Question:$\;\;\;$Let $\Phi\in\overline{\mathcal E}$ and $$\Phi^\varsigma:=\sum_{i=1}^n\Phi_{t_{i-1}}1_{(t_{i-1},\:t_i]}$$ for some $n\in\mathbb N$, $0=t_0<\cdots<t_n=T$ and $\varsigma:=\left\{t_0,\ldots,t_n\right\}$. Can we show that $$\left\|\Phi^\zeta-\Phi\right\|_{\mathcal E}\xrightarrow{\left|\varsigma\right|\to 0+}0\tag 2$$ where $$\left\|\varsigma\right\|:=\max_{1\le i\le n}\left(t_i-t_{i-1}\right)$$ such that we could conclude that $$\left\|\left(\Phi^\varsigma\cdot B\right)_T-\left(\Phi\cdot B\right)_T\right\|_{\mathcal L^2(\operatorname P)}=\left\|\Phi^\varsigma\cdot B-\Phi\cdot B\right\|_{\mathcal M^2}\xrightarrow{\left|\varsigma\right|\to 0+}0\tag 3$$ by definition of $\Phi\cdot B$?

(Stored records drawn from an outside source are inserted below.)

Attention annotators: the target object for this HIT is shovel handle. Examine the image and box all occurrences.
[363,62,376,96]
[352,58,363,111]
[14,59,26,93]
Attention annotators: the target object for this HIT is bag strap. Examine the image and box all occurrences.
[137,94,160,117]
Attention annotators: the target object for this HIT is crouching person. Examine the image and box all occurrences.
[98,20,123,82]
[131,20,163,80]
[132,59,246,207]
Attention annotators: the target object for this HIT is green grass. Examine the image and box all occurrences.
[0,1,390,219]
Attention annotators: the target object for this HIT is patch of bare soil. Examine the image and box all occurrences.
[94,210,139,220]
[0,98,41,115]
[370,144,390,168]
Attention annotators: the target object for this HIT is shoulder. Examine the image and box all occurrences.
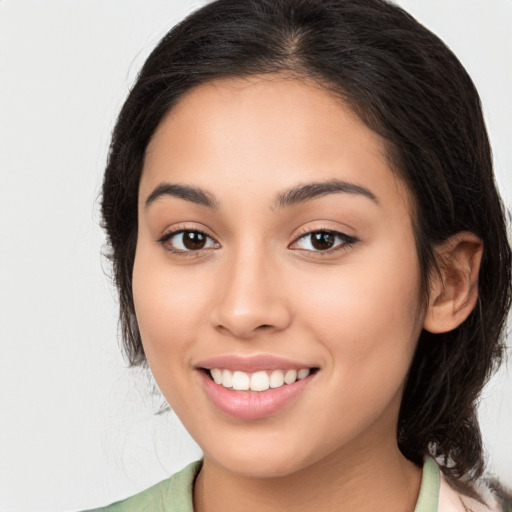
[438,472,512,512]
[80,461,202,512]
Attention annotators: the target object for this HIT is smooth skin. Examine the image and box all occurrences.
[133,75,482,512]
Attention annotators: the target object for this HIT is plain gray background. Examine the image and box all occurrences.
[0,0,512,512]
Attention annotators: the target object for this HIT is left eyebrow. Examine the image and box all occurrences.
[275,179,380,208]
[146,183,219,209]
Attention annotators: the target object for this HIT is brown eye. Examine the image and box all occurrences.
[311,231,336,251]
[182,231,206,251]
[290,230,357,252]
[160,230,219,253]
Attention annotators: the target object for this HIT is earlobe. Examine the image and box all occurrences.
[423,231,483,333]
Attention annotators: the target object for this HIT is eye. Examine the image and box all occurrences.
[158,229,219,253]
[290,230,356,252]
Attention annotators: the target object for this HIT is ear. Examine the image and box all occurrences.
[423,231,483,333]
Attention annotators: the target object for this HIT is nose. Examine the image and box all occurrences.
[210,245,292,339]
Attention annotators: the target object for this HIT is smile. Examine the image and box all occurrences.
[209,368,311,392]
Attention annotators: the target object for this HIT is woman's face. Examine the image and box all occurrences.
[133,76,424,476]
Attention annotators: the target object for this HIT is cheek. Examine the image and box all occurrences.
[301,245,422,374]
[133,244,209,364]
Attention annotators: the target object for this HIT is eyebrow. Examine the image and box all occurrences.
[146,183,219,209]
[146,179,380,209]
[276,179,380,208]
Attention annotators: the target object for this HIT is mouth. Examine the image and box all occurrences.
[201,368,318,393]
[196,356,320,421]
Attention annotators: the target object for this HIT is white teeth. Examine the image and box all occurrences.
[233,372,250,391]
[284,370,297,384]
[251,372,270,391]
[297,368,309,380]
[221,370,233,388]
[210,368,311,391]
[270,370,284,388]
[210,368,222,384]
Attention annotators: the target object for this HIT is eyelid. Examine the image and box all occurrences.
[157,225,220,257]
[288,227,359,256]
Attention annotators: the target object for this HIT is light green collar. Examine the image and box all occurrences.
[414,457,439,512]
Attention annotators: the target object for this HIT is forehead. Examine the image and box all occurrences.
[141,75,407,212]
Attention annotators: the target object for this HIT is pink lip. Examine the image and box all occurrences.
[198,365,314,420]
[195,355,313,373]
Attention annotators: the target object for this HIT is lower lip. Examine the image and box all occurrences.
[199,371,313,420]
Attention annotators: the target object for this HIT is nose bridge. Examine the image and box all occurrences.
[212,239,290,338]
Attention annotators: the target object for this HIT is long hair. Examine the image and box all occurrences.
[102,0,511,482]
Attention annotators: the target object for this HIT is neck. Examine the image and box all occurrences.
[194,441,421,512]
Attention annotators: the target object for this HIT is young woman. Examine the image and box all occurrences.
[86,0,511,512]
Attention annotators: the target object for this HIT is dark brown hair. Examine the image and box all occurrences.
[102,0,511,481]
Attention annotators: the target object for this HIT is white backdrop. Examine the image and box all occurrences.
[0,0,512,512]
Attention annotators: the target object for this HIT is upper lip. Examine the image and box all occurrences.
[195,354,314,373]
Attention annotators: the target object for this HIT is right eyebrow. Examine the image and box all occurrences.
[146,182,219,209]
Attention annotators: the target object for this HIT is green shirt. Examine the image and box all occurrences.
[84,457,439,512]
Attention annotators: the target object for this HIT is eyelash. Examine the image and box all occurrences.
[158,228,358,257]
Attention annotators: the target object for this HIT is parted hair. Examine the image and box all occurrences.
[102,0,511,484]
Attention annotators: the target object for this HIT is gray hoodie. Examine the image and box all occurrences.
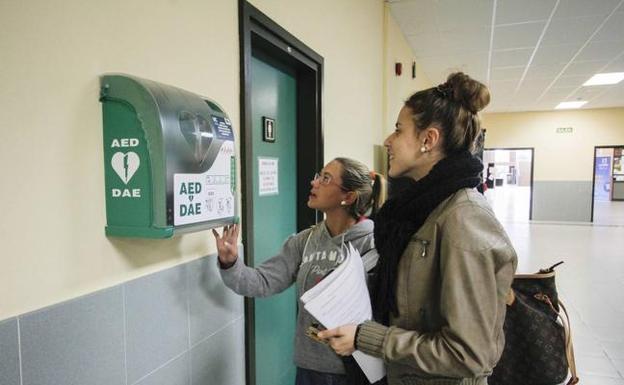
[220,219,378,374]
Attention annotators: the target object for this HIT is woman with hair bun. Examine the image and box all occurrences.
[319,73,517,385]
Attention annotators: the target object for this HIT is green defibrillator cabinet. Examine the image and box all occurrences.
[100,74,237,238]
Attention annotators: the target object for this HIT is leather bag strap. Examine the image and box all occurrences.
[558,301,579,385]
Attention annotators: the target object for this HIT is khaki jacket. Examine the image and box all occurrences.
[356,189,517,385]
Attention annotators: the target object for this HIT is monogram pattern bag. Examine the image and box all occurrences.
[488,262,579,385]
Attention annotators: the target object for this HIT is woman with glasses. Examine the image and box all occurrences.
[319,73,517,385]
[213,158,385,385]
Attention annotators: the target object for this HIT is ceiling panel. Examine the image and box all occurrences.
[563,60,608,79]
[552,76,587,88]
[490,66,525,82]
[429,0,494,31]
[493,21,546,49]
[554,0,621,19]
[496,0,556,25]
[594,7,624,41]
[576,40,624,60]
[542,16,604,47]
[531,44,580,66]
[388,0,624,112]
[492,48,533,67]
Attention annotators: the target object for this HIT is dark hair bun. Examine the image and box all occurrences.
[446,72,490,114]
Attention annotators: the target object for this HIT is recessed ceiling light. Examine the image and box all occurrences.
[583,72,624,86]
[555,100,587,110]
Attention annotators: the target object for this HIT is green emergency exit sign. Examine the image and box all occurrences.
[557,127,574,134]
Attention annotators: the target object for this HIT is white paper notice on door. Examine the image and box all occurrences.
[258,157,279,196]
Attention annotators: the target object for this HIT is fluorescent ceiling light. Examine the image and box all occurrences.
[583,72,624,86]
[555,100,587,110]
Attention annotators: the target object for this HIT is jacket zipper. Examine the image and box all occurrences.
[420,239,429,258]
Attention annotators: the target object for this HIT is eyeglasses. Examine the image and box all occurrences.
[312,172,349,191]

It's easy to show that $(2)$ holds, if $\Phi$ is continuous in mean-square, i.e. $$\Phi_t\in\mathcal L^2(\operatorname P)\;\;\;\text{for all }t\in[0,T]\tag 4$$ and $$\left(t\mapsto\Phi_t\right)\in C^0\left([0,T],\mathcal L^2(\operatorname P)\right)\;,\tag 5$$ and I don't think that $(2)$ holds in general.
However, in the book Numerical Solution of Stochastic Differential Equations, the authors state (they use a different notation, but that's exactly what they state) that $(3)$ holds in general (i.e. for all $\Phi\in\overline{\mathcal E}$).
That's weird cause they've defined $\Phi\cdot B$ (again, using a different notation) in the same way as I did. Moreover, they've stated that $(2)$ holds, if $\Phi$ is continuous in mean-square, in their proof of density of $\mathcal E$ in $\overline{\mathcal E}$. If $\Phi$ is not continuous in mean-square, they show that it can be approximated by processes which are continuous in mean-square. However, that doesn't mean that the $\Phi^\varsigma$ form an approximating sequence, does it? So, what am I missing?